A 24 de Agosto, a Associação de Donos de Propriedade Intelectual (IPO) escreveu uma carta à Representante do Comércio dos Estados Unidos, Katherine C. Tai, e ao director do Escritório de Patentes e de Marcas Comerciais, Drew Hishfeld, sobre as “muitas preocupações” que tinham sobre a lei brasileira, segundo o site Law360.
“Apesar da IPO reconhecer que os direitos das licenças obrigatórias de propriedade intelectual (PI) possam ser legalmente permitidos em situações raras e limitadas, a IPO acredita que a licença dos direitos de PI deve partir de uma tentativa voluntária, escreveu Daniel Staudt, presidente da IPO, na carta, deixando um apelo à intervenção do governo dos Estados Unidos.
O Prospect avança que uma das gigantes farmacêuticas que está a produzir vacinas para a covid-19, a Pfizer, é um “membro corporativo” da IPO e que paga uma anuidade. Os pagamentos variam entre 2500 e 7250 dólares por ano, dependendo no número de patentes da empresa. A Microsoft ou a Akros Pharma são outros membros da organização.
Esta também não é a única ligação da IPO à Pfizer. Um dos membros do Conselho Administrativo da Associação, Eric Aaronson, é também o principal conselheiro da farmacêutica em questões de propriedade intelectual.
Não é a primeira vez que grupos ligados à Pfizer tentam influenciar as políticas no Brasil.

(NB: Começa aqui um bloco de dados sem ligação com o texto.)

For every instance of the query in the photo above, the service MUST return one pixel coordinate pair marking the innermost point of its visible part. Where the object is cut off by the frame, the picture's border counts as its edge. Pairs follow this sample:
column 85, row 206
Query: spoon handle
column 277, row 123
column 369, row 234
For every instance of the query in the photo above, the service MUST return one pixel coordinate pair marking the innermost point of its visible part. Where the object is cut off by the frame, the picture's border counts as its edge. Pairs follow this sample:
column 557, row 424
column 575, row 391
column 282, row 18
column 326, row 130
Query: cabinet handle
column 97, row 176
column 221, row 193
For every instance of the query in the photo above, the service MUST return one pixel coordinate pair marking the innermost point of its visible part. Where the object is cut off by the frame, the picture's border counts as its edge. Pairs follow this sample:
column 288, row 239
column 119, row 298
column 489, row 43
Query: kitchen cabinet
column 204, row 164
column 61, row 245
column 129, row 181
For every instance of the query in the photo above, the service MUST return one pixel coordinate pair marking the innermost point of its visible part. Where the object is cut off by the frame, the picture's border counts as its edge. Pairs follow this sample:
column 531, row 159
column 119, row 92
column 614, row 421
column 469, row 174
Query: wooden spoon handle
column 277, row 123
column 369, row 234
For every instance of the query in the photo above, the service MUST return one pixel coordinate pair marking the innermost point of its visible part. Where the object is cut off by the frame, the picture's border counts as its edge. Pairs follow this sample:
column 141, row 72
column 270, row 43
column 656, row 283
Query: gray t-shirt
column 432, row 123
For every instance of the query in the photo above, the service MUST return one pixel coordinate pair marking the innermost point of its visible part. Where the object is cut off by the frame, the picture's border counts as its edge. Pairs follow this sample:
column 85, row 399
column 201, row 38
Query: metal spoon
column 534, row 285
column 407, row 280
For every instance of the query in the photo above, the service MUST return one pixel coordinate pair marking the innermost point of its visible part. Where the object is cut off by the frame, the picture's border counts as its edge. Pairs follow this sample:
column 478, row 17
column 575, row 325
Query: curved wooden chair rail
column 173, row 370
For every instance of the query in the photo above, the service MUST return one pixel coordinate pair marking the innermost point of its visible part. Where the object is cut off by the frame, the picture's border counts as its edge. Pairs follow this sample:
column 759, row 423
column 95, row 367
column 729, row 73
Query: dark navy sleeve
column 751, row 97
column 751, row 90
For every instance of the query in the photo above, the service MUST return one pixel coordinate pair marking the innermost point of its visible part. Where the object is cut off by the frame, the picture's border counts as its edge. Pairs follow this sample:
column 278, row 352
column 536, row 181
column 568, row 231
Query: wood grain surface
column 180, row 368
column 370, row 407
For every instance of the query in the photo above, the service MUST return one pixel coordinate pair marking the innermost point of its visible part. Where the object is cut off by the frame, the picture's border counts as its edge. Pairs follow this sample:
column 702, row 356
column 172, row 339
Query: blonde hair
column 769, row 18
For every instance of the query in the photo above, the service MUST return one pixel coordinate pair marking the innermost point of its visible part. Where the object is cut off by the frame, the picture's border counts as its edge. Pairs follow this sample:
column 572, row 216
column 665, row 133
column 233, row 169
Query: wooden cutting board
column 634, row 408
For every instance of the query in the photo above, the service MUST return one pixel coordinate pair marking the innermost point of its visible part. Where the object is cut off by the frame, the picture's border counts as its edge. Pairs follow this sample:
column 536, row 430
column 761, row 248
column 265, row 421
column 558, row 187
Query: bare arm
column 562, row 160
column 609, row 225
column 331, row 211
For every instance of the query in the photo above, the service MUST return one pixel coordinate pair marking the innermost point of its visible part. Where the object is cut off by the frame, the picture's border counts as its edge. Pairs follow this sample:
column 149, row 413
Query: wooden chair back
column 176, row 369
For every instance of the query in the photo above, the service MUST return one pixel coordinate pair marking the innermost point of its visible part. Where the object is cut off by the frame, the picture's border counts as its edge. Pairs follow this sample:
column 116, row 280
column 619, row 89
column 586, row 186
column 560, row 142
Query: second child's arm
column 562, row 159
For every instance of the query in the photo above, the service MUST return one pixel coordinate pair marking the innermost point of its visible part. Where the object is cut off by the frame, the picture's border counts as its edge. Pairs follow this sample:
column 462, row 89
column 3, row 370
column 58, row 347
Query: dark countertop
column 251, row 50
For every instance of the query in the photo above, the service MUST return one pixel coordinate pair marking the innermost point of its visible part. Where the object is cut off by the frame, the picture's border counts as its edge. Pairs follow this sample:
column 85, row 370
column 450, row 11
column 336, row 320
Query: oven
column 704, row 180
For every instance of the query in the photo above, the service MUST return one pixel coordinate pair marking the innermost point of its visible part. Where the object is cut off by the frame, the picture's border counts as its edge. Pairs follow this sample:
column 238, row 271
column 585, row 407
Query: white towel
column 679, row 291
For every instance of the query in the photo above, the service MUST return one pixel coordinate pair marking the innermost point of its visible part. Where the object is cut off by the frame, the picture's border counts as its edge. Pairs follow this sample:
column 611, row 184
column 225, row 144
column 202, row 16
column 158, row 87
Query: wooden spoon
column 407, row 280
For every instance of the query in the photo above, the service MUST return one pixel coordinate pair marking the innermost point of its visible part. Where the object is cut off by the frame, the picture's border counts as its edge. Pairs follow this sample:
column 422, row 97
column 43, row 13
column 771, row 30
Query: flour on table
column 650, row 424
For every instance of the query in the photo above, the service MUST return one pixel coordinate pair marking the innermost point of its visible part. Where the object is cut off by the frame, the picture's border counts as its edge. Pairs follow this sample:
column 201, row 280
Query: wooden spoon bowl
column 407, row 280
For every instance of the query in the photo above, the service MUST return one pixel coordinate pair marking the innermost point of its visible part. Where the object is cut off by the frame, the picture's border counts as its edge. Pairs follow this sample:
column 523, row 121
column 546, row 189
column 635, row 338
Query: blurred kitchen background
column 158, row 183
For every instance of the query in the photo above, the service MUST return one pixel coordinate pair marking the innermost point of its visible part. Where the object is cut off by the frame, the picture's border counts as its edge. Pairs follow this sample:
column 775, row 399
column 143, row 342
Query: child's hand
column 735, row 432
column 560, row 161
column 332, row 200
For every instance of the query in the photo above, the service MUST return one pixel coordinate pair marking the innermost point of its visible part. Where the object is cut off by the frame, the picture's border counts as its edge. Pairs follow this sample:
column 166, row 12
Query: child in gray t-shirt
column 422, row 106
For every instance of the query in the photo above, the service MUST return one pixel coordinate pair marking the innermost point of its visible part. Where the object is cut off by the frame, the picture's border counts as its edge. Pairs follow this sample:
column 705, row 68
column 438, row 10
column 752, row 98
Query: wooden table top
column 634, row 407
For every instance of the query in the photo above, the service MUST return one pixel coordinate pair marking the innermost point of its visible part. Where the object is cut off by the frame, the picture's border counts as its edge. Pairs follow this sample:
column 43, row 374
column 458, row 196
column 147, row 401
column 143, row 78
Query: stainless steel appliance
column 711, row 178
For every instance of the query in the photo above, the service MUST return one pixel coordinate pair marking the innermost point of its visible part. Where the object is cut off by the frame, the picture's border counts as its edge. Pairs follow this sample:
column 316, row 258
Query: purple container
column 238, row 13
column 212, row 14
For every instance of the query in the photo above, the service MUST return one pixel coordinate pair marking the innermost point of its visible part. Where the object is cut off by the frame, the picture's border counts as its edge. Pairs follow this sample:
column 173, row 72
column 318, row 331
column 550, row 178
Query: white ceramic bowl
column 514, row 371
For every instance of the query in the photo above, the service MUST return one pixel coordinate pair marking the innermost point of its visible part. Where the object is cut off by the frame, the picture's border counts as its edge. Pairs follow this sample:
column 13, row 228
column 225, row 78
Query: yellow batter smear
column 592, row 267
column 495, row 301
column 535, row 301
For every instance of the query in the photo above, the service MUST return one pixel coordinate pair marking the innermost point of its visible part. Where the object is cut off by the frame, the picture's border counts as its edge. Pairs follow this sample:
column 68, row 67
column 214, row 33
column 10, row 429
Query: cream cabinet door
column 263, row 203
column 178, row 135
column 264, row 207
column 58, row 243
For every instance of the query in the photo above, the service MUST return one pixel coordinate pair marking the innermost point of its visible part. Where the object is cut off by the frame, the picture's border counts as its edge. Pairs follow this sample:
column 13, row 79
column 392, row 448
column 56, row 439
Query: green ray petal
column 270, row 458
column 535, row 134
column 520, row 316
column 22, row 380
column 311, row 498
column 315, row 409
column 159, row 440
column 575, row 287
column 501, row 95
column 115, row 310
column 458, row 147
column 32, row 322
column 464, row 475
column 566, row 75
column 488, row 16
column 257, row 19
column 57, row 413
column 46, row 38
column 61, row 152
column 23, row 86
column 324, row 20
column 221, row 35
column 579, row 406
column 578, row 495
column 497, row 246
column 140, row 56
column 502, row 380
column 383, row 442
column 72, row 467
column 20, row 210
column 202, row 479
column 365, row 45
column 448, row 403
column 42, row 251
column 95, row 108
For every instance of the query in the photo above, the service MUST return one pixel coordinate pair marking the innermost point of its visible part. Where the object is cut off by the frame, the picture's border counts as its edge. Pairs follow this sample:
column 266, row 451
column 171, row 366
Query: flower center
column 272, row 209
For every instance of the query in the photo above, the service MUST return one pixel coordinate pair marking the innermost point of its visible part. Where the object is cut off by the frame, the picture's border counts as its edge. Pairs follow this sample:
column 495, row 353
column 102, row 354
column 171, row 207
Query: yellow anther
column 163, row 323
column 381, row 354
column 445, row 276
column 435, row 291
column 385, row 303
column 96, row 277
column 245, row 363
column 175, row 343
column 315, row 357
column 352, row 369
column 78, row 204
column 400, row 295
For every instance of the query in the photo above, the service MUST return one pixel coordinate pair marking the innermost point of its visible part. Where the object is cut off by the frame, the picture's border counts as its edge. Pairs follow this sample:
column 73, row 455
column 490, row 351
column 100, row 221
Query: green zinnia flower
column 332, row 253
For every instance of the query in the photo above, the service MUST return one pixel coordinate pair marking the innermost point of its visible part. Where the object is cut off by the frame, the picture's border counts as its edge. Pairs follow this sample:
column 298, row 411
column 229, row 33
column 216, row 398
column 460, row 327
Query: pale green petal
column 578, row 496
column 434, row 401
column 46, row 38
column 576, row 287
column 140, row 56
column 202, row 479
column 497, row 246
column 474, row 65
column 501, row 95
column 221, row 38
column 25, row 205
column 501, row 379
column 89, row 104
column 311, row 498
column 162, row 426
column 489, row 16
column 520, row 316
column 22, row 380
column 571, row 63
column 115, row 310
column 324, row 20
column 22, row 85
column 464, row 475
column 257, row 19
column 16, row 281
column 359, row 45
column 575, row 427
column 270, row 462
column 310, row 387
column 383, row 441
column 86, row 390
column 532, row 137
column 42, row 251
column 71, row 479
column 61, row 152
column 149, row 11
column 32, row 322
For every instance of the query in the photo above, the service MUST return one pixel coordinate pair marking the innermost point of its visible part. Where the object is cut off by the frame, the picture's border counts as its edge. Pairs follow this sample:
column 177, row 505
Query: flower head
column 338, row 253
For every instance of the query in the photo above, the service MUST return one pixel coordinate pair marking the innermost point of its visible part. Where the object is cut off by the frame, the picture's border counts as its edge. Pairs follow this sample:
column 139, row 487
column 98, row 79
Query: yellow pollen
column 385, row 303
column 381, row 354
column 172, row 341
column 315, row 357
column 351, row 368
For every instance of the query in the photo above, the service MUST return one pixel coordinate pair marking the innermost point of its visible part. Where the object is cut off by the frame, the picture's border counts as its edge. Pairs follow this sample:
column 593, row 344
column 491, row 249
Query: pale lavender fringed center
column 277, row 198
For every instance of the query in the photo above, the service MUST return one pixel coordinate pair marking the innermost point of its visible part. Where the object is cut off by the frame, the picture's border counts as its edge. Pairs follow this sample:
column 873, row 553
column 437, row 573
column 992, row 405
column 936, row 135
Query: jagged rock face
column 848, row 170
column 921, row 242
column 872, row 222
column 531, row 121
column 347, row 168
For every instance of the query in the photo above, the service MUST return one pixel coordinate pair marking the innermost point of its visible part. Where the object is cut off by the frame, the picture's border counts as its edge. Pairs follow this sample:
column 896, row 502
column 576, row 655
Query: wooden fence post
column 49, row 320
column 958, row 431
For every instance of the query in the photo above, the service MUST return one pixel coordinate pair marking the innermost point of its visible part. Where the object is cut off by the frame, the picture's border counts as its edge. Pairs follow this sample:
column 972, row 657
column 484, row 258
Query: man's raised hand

Numa outra peça do site In These Times, é relatada a ameaça velada que a presidente do grupo de comércio farmacêutico brasileiro Interfarma fez em Abril.
Elizabeth de Carvalhaes revelou na altura à Folha de São Paulo que a empresa, que tem a Pfizer como um dos clientes, pode parar com a distribuição de vacinas caso a suspensão das patentes avançasse, já que a “a procura é muito maior do que a oferta” e é mais vantajoso “vender aos países que não quebram as patentes”.
Recorde-se que o Brasil já registou mais de 500 mil mortes por covid-19 e 20 milhões de casos positivos desde o início da pandemia.